Откуда у вас такая информация, что именно для мяса и 200 лет назад??? вилки известны как минимум со времен средневековья, а что касается мяса, то его как раз с древнейших времен ели именно руками))).
И что это за странное весьма оскорбительное отношение к лучшему из преданных-Господу Шиве??? Как будто Он-враг народа( т.е. вайшнавов) и все, что с Ним связано, по определению, дурно, запретно, и.т.д? 
Не думаю, что в вилке и ноже есть что то однозначно плохое. Порой без ножа не обойтись и в случае с прасадом-например, разрезать на части праздничный торт или фрукты. Как тут обойтись одними руками? если нож спокойно используется при приготовлении прасада, то почему нельзя использовать его и в процессе его принятия? не вижу логики. и потом есть руками не всегда гигиенично. не всегда есть возможность вымыть их надлежащим образом до и после еды, особенно если еда жирная, содержит масло и соусы.
а вот что во время еды и тем более вкушения прасада плохих и отвлекающих мыслей быть не должно-это безусловный факт! :smilies: 
Все мысли должны быть сосредоточены только на Кришне, а не на посуде и приборах. Так что наверно, тут каждый сам для себя решает в какой обстановке и чем ему есть.
ложка конечно оптимальный вариант-ей можно есть как жидкую так и твердую пищу.

----------


## Валерий О.С.

> Откуда у вас такая информация, что именно для мяса и 200 лет назад??? вилки известны как минимум со времен средневековья, а что касается мяса, то его как раз с древнейших времен ели именно руками))).
> И что это за странное весьма оскорбительное отношение к лучшему из преданных-Господу Шиве??? Как будто Он-враг народа( т.е. вайшнавов) и все, что с Ним связано, по определению, дурно, запретно, и.т.д? 
> Не думаю, что в вилке и ноже есть что то однозначно плохое. Порой без ножа не обойтись и в случае с прасадом-например, разрезать на части праздничный торт или фрукты. Как тут обойтись одними руками? если нож спокойно используется при приготовлении прасада, то почему нельзя использовать его и в процессе его принятия? не вижу логики. и потом есть руками не всегда гигиенично. не всегда есть возможность вымыть их надлежащим образом до и после еды, особенно если еда жирная, содержит масло и соусы.
> а вот что во время еды и тем более вкушения прасада плохих и отвлекающих мыслей быть не должно-это безусловный факт!
> Все мысли должны быть сосредоточены только на Кришне, а не на посуде и приборах. Так что наверно, тут каждый сам для себя решает в какой обстановке и чем ему есть.
> ложка конечно оптимальный вариант-ей можно есть как жидкую так и твердую пищу.

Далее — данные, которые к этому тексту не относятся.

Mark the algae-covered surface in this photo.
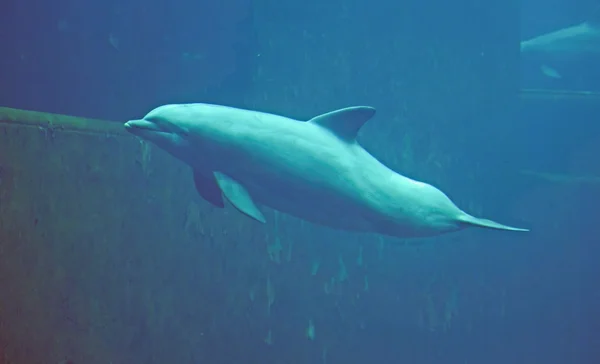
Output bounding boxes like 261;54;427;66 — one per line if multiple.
0;120;247;363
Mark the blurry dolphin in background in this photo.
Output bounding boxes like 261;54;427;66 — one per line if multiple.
520;7;600;79
125;103;528;239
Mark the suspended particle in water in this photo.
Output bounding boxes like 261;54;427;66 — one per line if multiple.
264;329;273;345
306;319;315;340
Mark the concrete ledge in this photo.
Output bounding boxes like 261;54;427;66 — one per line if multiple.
0;107;126;136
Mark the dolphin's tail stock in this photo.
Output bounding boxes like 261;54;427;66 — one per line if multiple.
457;214;529;232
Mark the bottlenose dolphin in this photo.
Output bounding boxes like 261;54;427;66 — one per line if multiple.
520;9;600;78
124;103;528;238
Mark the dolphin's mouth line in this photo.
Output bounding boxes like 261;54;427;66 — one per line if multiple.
124;118;189;136
124;120;164;133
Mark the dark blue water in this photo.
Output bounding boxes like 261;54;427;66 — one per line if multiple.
0;0;598;363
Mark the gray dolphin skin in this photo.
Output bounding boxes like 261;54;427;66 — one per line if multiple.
520;8;600;78
124;103;528;239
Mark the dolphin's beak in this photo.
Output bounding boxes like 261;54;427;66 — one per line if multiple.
124;120;135;132
124;119;162;135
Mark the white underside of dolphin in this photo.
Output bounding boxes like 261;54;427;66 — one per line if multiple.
124;103;528;239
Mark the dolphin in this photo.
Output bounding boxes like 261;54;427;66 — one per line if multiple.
520;9;600;78
124;103;528;238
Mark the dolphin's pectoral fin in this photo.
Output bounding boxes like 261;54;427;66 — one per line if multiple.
308;106;376;141
213;172;266;223
193;169;225;208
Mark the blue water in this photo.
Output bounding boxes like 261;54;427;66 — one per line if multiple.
1;0;598;363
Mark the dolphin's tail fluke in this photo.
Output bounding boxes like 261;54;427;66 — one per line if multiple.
458;214;529;232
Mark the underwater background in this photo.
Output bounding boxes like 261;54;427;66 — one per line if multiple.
0;0;599;363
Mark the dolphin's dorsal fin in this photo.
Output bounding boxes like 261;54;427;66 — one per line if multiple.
308;106;376;141
214;172;266;223
193;169;225;208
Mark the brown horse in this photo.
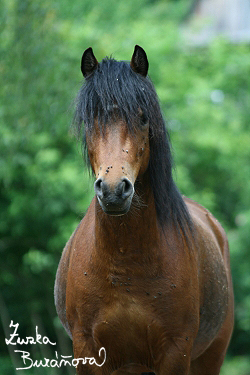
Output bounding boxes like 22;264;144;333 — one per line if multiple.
54;46;234;375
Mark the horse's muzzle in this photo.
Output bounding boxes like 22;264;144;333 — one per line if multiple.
94;177;134;215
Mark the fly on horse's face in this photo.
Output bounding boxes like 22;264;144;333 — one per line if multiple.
81;46;151;216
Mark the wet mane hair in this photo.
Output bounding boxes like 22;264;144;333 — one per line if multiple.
73;56;193;235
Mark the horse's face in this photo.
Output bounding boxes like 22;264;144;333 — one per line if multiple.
87;118;150;215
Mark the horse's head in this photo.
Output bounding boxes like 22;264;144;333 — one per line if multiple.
81;46;150;215
75;46;193;232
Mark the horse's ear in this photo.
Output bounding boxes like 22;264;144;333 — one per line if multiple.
81;47;98;78
130;45;148;77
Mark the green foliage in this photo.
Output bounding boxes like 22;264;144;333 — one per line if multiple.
1;0;250;373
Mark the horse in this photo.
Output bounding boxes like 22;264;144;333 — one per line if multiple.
54;45;234;375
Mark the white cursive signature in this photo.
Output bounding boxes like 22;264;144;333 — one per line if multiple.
5;321;106;370
14;348;106;370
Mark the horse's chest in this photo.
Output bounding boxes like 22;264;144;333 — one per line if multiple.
79;274;196;352
91;297;164;366
93;301;150;344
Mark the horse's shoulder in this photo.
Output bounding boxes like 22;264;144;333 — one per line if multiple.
54;225;80;339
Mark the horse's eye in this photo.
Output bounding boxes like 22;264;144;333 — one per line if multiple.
140;112;148;126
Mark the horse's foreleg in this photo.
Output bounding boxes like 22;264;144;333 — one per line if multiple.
72;328;107;375
189;292;234;375
156;356;191;375
152;337;194;375
189;327;232;375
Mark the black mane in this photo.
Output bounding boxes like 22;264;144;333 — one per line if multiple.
74;57;192;235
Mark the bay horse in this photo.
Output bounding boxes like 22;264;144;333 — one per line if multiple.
54;46;234;375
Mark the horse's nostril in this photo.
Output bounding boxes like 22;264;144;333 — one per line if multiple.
117;178;134;199
122;179;129;192
94;178;103;197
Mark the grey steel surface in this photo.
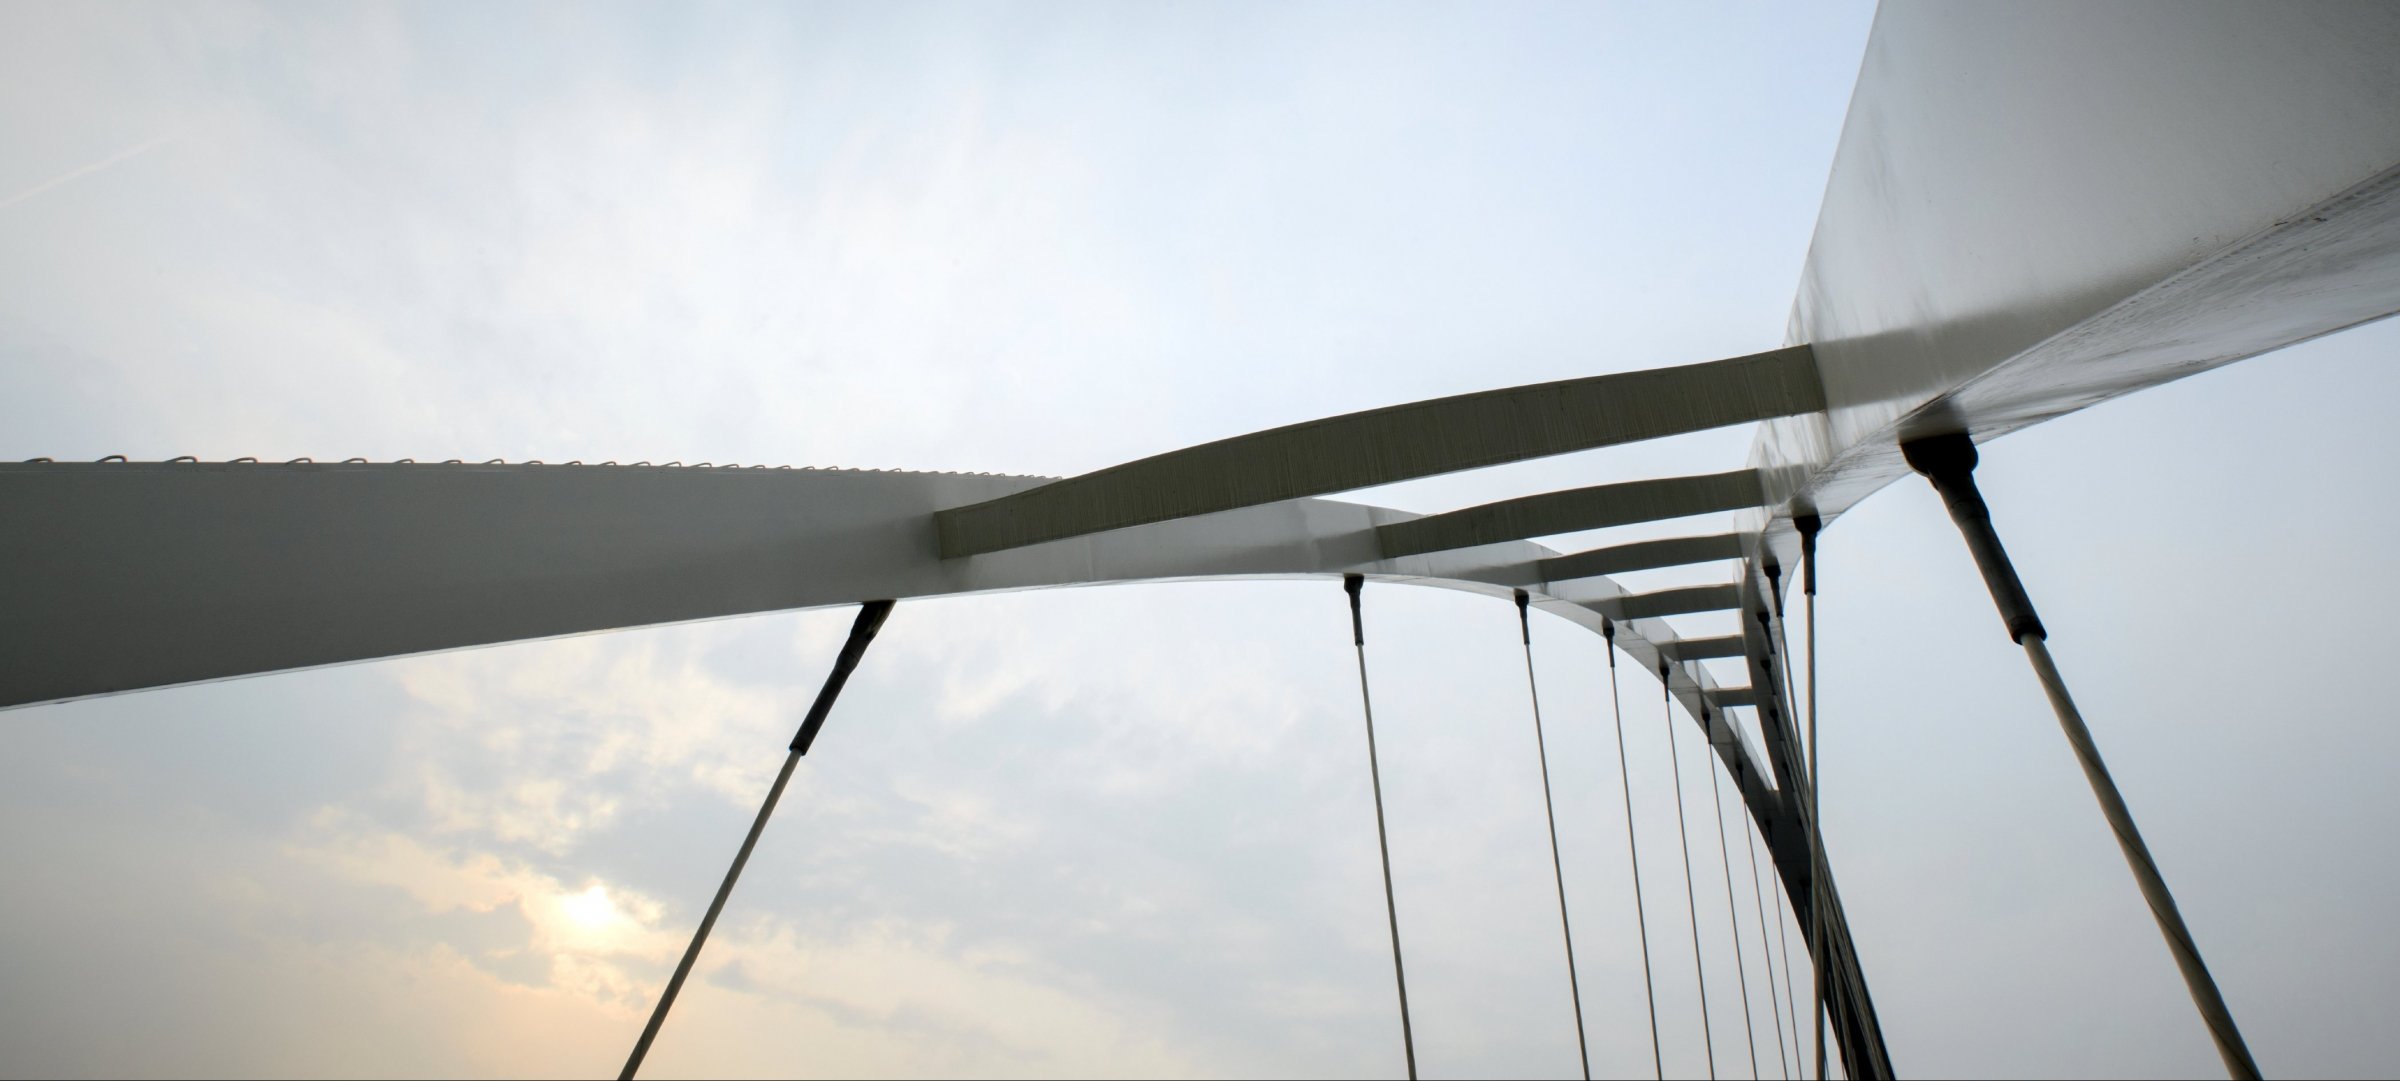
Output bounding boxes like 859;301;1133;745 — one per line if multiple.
1706;687;1759;711
936;345;1821;558
1377;470;1766;560
1606;585;1741;622
1538;532;1750;584
1659;635;1747;663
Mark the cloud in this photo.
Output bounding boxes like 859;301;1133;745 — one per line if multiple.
282;803;1212;1077
689;919;1212;1077
284;587;1434;1074
289;808;679;995
387;625;796;846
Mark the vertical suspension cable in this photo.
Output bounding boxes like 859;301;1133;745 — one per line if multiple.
621;600;895;1081
1702;708;1761;1080
1759;577;1809;1069
1742;781;1793;1081
1771;847;1802;1076
1759;590;1807;1072
1516;591;1592;1080
1603;620;1665;1080
1797;514;1828;1081
1344;575;1418;1080
1661;658;1718;1080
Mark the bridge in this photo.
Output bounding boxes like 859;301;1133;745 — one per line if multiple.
6;4;2398;1077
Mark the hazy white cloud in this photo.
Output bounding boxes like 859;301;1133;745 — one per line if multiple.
290;810;678;996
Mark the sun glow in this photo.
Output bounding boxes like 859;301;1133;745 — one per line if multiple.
560;884;619;930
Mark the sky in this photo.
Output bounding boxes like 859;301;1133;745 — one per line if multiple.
3;2;2397;1078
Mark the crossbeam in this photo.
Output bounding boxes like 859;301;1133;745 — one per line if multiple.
1538;531;1750;583
1605;584;1742;621
1659;635;1748;662
1707;686;1759;710
935;346;1821;558
1379;470;1763;560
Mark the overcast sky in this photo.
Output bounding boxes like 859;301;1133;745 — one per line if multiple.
4;2;2397;1078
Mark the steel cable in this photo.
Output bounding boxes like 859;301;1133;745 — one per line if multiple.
1760;597;1808;1067
1771;853;1801;1076
620;600;895;1081
1703;709;1761;1079
1344;575;1418;1080
1742;780;1794;1080
1799;516;1828;1081
1515;592;1591;1079
1661;659;1718;1079
1604;621;1665;1080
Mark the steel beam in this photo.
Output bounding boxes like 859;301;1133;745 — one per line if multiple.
1707;686;1759;711
936;346;1821;558
1538;532;1750;584
1602;584;1741;622
1659;635;1747;663
1378;470;1764;560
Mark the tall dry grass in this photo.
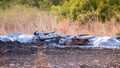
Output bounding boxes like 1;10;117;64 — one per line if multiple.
35;50;50;68
0;5;57;35
56;19;120;36
0;5;120;36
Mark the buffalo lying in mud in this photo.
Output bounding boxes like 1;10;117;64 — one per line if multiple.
0;31;120;48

А для чего же вилки изобрели --что бы манную кашу есть что ли ? 
200 лет( фильм смотрел ) назад ,где то во Франции стали использовать вилки в Европе
аристократы и то же не для манной каши .
Понятно, что нечто похожее на рогатки или вилы было и намного раньше -но я говорю только про наши современные вилки с 3 зубцами .
Внутри вайшнавы почитают Шиву, но атрибуты -это совсем другое дело .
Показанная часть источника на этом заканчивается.